Papers
Topics
Authors
Recent
Gemini 2.5 Flash
Gemini 2.5 Flash
102 tokens/sec
GPT-4o
59 tokens/sec
Gemini 2.5 Pro Pro
43 tokens/sec
o3 Pro
6 tokens/sec
GPT-4.1 Pro
50 tokens/sec
DeepSeek R1 via Azure Pro
28 tokens/sec
2000 character limit reached

OpenP5: An Open-Source Platform for Developing, Training, and Evaluating LLM-based Recommender Systems (2306.11134v2)
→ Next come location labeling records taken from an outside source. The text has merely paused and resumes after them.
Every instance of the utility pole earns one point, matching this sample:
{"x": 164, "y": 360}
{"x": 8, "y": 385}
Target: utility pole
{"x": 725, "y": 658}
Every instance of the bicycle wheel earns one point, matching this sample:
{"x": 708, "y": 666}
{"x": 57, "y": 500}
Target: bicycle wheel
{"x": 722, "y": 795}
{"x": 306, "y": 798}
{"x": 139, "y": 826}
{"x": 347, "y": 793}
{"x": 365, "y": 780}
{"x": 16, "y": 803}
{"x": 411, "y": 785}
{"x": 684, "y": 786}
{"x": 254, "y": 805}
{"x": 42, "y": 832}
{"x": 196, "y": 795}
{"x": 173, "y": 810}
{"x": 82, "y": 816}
Published 19 Jun 2023 in cs.IR

Abstract: In recent years, the integration of LLMs into recommender systems has garnered interest among both practitioners and researchers. Despite this interest, the field is still emerging, and the lack of open-source R&D platforms may impede the exploration of LLM-based recommendations. This paper introduces OpenP5, an open-source platform designed as a resource to facilitate the development, training, and evaluation of LLM-based generative recommender systems for research purposes. The platform is implemented using encoder-decoder LLMs (e.g., T5) and decoder-only LLMs (e.g., Llama-2) across 10 widely recognized public datasets, catering to two fundamental recommendation tasks: sequential and straightforward recommendations. Recognizing the crucial role of item IDs in LLM-based recommendations, we have also incorporated three item indexing methods within the OpenP5 platform: random indexing, sequential indexing and collaborative indexing. Built on the Transformers library, the platform facilitates easy customization of LLM-based recommendations for users. OpenP5 boasts a range of features including extensible data processing, task-centric optimization, comprehensive datasets and checkpoints, efficient acceleration, and standardized evaluations, making it a valuable tool for the implementation and evaluation of LLM-based recommender systems. The open-source code and pre-trained checkpoints for the OpenP5 library are publicly available at https://github.com/agiresearch/OpenP5.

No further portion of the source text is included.